Вскоре они встали из-за стола.
Николай Павлович посмотрел на часы. Было пять минут четвертого. Час свиданья приближался.
Павел Кириллович ушел к себе в кабинет курить послеобеденную трубку и подремать на кресле, а Николай Павлович отправился на свою половину и через четверть часа вышел из дому, озлобленный и мрачный.

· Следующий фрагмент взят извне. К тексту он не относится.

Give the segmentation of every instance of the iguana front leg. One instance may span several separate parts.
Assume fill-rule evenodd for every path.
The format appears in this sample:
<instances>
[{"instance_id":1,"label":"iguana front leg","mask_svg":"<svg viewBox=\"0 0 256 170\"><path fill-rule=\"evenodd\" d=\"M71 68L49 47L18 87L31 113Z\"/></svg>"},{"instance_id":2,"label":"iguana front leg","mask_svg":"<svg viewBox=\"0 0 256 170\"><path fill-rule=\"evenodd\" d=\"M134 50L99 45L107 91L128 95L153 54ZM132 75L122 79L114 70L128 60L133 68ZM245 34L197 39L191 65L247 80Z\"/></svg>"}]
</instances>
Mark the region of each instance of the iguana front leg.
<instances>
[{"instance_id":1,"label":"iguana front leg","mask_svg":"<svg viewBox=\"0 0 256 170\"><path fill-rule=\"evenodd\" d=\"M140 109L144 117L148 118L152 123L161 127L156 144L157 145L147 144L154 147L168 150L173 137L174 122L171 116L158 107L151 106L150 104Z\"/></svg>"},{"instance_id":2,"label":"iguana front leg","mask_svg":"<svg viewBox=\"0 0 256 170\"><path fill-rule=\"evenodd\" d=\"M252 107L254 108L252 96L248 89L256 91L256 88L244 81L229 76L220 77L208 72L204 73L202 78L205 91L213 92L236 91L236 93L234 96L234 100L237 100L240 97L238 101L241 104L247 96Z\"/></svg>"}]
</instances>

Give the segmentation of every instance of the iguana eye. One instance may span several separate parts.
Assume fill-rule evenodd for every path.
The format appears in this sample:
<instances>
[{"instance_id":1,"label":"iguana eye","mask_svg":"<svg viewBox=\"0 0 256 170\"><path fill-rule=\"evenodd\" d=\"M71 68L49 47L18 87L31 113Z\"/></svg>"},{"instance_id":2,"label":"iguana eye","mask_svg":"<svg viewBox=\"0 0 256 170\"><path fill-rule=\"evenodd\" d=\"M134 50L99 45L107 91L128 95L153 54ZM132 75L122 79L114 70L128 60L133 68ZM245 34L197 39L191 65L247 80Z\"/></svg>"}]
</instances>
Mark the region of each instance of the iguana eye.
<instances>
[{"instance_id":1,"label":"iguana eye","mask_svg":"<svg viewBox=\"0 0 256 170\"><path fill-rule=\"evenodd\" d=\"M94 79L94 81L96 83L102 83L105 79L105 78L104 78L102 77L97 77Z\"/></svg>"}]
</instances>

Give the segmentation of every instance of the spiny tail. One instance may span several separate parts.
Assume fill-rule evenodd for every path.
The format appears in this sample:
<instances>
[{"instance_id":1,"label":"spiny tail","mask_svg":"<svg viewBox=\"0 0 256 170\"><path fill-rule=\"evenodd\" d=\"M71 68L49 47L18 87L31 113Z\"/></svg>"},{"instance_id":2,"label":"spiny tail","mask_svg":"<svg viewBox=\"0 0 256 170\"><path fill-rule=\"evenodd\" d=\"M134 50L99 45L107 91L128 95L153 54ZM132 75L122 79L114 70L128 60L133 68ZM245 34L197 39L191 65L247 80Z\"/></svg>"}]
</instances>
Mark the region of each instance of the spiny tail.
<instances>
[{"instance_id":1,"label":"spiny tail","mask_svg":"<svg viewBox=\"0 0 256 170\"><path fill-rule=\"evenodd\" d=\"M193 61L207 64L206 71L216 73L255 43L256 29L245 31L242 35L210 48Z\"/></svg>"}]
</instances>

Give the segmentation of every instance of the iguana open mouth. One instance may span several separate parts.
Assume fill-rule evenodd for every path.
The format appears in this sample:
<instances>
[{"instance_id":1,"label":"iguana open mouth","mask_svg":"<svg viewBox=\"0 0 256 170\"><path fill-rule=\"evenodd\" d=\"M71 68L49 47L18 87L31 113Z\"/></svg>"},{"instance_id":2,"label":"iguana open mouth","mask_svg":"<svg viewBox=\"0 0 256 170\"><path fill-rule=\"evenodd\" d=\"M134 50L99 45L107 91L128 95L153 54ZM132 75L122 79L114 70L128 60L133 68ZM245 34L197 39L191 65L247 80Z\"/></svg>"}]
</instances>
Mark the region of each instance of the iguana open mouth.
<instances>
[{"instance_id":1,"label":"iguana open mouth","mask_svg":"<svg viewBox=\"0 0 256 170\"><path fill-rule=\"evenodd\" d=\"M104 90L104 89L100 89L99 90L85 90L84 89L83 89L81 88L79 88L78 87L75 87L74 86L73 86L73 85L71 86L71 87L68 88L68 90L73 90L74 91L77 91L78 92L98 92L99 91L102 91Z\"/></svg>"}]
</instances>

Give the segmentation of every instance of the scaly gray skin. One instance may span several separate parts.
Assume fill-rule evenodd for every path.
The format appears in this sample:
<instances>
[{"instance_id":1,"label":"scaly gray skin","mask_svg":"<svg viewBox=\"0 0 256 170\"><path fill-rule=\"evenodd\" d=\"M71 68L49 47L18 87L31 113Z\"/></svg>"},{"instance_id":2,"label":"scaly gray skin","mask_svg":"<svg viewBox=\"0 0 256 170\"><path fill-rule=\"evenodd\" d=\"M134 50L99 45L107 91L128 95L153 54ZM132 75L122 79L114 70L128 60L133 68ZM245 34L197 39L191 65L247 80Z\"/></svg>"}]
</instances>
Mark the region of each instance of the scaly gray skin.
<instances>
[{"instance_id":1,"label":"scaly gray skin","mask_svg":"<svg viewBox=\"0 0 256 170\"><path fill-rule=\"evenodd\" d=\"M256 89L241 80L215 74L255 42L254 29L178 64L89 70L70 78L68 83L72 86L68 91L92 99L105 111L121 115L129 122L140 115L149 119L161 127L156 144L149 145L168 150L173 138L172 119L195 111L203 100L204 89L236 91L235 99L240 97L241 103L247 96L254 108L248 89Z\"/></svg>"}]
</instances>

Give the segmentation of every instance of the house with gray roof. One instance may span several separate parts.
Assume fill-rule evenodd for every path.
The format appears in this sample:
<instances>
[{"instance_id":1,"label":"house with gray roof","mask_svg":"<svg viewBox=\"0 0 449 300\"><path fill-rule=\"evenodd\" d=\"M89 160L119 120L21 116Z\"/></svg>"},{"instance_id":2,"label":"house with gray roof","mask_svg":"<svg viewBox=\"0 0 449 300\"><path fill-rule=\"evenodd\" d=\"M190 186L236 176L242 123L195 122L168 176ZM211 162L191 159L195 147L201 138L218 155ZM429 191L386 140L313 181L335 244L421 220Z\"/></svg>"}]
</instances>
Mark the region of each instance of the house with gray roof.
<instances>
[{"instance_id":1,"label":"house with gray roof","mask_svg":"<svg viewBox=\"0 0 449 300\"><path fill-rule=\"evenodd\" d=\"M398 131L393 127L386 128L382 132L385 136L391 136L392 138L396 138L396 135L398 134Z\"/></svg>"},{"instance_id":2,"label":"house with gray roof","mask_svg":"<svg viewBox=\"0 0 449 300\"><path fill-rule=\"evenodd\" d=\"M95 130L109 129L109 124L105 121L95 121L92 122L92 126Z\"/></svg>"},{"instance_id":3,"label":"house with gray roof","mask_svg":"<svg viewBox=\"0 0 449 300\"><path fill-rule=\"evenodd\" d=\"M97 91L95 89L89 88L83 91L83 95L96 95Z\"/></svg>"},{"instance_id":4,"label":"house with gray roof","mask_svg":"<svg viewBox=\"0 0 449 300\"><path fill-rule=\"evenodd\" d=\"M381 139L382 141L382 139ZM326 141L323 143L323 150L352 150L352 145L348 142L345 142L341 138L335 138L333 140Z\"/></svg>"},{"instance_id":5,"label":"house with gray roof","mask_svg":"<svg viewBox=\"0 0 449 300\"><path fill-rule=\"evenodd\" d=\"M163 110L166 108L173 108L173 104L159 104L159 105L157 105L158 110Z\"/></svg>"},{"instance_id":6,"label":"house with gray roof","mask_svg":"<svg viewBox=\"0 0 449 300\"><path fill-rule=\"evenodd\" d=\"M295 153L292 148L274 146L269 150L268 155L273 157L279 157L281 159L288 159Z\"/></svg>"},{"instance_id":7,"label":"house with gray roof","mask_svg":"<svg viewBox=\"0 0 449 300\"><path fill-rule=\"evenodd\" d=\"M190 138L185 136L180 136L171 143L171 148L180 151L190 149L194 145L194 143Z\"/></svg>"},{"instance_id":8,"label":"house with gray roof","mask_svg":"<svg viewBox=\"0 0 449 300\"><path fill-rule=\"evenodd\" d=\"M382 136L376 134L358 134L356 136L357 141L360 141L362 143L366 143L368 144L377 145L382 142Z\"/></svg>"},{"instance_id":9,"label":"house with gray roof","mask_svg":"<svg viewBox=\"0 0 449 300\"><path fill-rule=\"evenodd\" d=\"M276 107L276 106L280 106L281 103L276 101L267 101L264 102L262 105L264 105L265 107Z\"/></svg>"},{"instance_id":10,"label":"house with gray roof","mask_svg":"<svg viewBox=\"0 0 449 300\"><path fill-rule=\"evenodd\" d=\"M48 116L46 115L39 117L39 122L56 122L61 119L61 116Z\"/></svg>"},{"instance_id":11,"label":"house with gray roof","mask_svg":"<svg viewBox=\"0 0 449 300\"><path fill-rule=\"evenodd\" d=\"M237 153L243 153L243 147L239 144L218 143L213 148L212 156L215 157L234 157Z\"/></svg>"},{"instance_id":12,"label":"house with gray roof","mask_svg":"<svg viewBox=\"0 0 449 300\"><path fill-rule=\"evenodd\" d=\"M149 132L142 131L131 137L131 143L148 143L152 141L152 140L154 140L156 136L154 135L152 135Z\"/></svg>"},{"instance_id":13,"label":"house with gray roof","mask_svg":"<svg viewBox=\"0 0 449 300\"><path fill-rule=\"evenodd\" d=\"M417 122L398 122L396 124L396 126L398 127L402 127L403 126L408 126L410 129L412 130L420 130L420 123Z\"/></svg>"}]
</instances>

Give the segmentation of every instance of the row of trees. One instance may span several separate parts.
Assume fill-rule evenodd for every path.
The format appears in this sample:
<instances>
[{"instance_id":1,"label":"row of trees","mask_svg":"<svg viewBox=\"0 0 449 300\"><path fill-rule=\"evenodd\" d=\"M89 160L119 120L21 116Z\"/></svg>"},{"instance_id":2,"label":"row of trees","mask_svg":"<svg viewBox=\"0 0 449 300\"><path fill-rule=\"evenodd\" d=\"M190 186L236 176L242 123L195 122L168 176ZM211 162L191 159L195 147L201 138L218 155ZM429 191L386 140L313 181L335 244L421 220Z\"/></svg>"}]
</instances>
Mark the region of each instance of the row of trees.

– Я ей выскажу все… я ей отомщу за мой разрушенный идеал! С такими мыслями он велел остановиться извозчику на углу 6-й линии Васильевского острова и пошел пешком, мимо теперь почти ненавистного ему коричневого домика.
На улице не было ни души.
В течение почти четверти часа прогулки Николая Павловича, по противоположной домику Хомутовых стороне улицы, с ним встретился только один вытянувшийся в струнку матросик.
Пройдясь несколько раз взад и вперед, Зарудин остановился довольно далеко от дома и стал наблюдать, то и дело поглядывая на часы.
Прошло еще несколько минут.
Наконец, из ворот дома вышли две женские фигуры, в которых Николай Павлович узнал Талечку и ее горничную.
Медленно перешел он на противоположную сторону и спокойно, шагом прогулки, пошел навстречу идущим.
Сердце его, между тем, усиленно билось.
Момент окончательного разрыва с еще вчера боготворимой им девушкой, так страшно быстро приближающийся, невольно заставлял его ощущать под маской наружного спокойствия внутреннюю, лихорадочную дрожь.
– Bon jour, mademoiselle! – чуть дрогнувшим голосом произнес он, слегка притрагиваясь к шляпе и останавливаясь перед Натальей Федоровной.
Он никогда не обращался к ней с этим французским приветствием, но теперь ему показалось, что только на этом языке утонченной вежливости он более всего может придать холодности этой встрече.
Талечка вскинула на него испуганно-умоляющий взор и покраснела как маков цвет.
– Здравствуйте! Вы к нам? – чуть слышно добавила она, и, казалось, еще более покраснела, если это только было возможно, от этой, видимо, с усилием вымолвленной лжи.
Вид этой страшно смущенной, растерянно стоявшей перед ним прелестной девушки заставил его в одно мгновение уже забыть весь составленный им ранее план разговора с ней, и вертевшийся на его языке язвительный ответ на ее невольную ложь, совершенно против его воли, сложился в другую фразу.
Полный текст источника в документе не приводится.